Use of Estimates: The preparation of consolidated financial statements in conformity with accounting principles generally accepted in the United States of America requires management to make estimates and assumptions that affect the reported amounts of assets and liabilities, related revenues and expenses and disclosure about contingent assets and liabilities at the date of the financial statements.  Significant estimates include the rebates related to revenue recognition, stock-based compensation and the valuation of inventory, long-lived assets, finite lived intangible assets and goodwill.  Actual results may differ materially from these estimates.

 

Reclassification: For the purposes of comparability, certain prior period amounts have been reclassified to conform to current period classification.

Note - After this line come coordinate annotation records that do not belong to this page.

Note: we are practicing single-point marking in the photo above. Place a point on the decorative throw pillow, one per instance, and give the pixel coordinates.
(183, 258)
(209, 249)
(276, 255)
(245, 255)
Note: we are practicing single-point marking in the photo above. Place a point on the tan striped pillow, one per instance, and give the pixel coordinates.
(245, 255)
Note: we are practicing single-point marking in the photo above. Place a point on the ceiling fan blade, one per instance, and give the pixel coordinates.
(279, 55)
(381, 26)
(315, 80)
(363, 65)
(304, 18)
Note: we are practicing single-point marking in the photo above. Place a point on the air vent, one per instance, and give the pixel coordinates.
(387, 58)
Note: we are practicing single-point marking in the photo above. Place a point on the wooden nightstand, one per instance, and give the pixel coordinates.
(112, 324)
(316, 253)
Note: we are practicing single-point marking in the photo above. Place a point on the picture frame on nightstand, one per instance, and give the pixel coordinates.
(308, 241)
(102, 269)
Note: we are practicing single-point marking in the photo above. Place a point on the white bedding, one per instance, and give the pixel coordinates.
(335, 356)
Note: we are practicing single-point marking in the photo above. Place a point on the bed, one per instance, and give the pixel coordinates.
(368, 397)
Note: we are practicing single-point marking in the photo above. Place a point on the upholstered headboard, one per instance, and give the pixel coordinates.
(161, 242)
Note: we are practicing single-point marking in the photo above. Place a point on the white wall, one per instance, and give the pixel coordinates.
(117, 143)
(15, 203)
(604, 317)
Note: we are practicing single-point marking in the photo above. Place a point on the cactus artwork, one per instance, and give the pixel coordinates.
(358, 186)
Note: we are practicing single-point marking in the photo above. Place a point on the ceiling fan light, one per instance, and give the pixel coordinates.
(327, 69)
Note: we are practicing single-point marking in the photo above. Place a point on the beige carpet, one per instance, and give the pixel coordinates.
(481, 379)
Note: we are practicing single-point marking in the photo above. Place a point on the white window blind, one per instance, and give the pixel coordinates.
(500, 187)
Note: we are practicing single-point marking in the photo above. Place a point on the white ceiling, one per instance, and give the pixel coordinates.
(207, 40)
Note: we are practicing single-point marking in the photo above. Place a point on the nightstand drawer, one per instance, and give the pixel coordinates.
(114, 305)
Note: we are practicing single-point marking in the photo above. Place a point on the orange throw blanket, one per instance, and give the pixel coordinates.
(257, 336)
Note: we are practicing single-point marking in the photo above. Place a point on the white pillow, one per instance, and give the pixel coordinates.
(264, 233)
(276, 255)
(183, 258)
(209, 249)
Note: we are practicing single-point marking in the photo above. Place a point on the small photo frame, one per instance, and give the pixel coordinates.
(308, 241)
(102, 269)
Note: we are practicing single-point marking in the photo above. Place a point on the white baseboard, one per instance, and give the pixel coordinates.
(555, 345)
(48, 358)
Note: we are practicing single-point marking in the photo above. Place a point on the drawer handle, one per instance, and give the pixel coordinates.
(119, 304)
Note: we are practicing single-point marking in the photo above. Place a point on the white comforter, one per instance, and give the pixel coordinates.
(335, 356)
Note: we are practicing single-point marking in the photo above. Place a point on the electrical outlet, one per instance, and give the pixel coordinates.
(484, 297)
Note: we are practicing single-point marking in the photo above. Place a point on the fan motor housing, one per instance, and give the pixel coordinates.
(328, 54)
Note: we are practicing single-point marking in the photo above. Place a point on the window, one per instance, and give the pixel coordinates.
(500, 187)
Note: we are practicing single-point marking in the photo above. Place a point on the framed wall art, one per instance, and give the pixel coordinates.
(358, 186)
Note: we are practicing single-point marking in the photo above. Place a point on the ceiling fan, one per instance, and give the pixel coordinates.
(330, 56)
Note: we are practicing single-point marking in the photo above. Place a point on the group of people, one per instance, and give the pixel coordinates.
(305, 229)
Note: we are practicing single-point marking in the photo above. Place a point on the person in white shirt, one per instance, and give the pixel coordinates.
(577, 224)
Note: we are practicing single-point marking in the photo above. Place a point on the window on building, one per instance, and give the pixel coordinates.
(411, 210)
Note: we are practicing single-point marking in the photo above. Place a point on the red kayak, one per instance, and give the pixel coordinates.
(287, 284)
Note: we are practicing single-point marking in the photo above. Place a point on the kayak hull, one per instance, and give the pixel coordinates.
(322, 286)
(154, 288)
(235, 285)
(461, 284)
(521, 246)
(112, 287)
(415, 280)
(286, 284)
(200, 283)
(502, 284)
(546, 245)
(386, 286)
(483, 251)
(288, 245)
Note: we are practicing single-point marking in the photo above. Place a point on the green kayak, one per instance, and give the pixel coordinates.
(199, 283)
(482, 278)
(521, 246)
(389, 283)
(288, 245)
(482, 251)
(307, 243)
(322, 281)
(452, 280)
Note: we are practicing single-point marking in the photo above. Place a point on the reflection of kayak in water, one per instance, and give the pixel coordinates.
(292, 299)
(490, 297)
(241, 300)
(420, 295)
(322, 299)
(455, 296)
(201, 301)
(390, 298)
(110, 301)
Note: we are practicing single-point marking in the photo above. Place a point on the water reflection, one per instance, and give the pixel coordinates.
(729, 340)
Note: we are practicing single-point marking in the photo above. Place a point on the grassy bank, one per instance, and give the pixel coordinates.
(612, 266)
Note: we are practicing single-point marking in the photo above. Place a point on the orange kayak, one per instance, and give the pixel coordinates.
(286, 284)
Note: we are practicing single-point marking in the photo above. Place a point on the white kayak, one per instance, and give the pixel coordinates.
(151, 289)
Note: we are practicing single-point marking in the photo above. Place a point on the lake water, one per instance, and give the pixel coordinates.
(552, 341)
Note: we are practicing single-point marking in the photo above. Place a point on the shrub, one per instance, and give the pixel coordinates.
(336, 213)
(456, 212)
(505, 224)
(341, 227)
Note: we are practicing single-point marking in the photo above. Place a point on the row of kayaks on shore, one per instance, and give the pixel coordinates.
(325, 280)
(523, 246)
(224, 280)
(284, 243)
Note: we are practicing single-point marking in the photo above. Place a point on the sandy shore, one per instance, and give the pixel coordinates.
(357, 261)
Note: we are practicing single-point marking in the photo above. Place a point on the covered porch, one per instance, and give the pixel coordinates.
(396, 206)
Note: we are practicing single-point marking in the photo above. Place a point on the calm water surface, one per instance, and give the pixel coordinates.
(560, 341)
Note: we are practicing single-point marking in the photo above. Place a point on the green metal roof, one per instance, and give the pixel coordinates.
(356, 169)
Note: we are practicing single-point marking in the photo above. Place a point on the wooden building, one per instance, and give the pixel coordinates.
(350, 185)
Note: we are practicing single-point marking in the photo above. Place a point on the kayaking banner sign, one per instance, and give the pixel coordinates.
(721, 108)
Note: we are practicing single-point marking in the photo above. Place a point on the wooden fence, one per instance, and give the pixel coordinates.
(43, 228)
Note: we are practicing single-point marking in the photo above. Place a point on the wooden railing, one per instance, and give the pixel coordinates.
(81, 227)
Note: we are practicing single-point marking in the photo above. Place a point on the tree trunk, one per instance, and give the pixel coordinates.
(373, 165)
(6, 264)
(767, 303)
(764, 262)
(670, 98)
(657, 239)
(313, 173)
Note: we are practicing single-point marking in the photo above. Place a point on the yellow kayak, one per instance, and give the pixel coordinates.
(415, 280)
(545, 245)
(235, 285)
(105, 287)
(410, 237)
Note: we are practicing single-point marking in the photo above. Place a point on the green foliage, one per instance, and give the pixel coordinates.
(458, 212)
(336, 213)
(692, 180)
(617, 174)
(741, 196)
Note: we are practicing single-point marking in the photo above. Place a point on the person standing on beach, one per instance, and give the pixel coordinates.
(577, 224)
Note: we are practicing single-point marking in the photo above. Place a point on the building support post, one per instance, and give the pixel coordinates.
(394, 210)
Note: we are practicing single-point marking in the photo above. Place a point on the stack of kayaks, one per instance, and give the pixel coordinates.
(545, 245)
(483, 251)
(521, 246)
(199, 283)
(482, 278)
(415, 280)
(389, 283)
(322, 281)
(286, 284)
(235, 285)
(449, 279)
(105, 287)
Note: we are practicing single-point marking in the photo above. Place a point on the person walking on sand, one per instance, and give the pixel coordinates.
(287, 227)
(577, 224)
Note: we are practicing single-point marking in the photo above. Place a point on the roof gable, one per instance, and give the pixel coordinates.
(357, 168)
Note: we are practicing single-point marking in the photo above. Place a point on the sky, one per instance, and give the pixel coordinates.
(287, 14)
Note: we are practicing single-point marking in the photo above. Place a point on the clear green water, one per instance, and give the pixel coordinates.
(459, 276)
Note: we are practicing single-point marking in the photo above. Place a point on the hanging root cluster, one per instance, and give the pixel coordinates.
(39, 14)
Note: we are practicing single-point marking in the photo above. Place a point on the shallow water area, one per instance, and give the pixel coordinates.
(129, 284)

There was no impact to prior period net income or shareholders’ equity.

 

New Accounting Pronouncements:

 

In June 2016, the Financial Accounting Standards Board (“FASB”) issued Accounting Standard Update (“ASU”) 2016-13, Measurement of Credit Losses on Financial Instruments. In November 2018, the FASB issued update ASU 2018-19 that clarifies the scope of the standard in the amendments in ASU 2016-13. This guidance introduces a new model for recognizing credit losses on financial instruments based on an estimate of current expected credit losses. Financial instruments impacted include accounts receivable, trade receivables, other financial assets measured at amortized cost and other off-balance sheet credit exposures. The new guidance is effective for the Company beginning in the first quarter of fiscal 2023, with early adoption permitted. The Company is evaluating the impact of the adoption of ASU 2016-13 on its financial statements.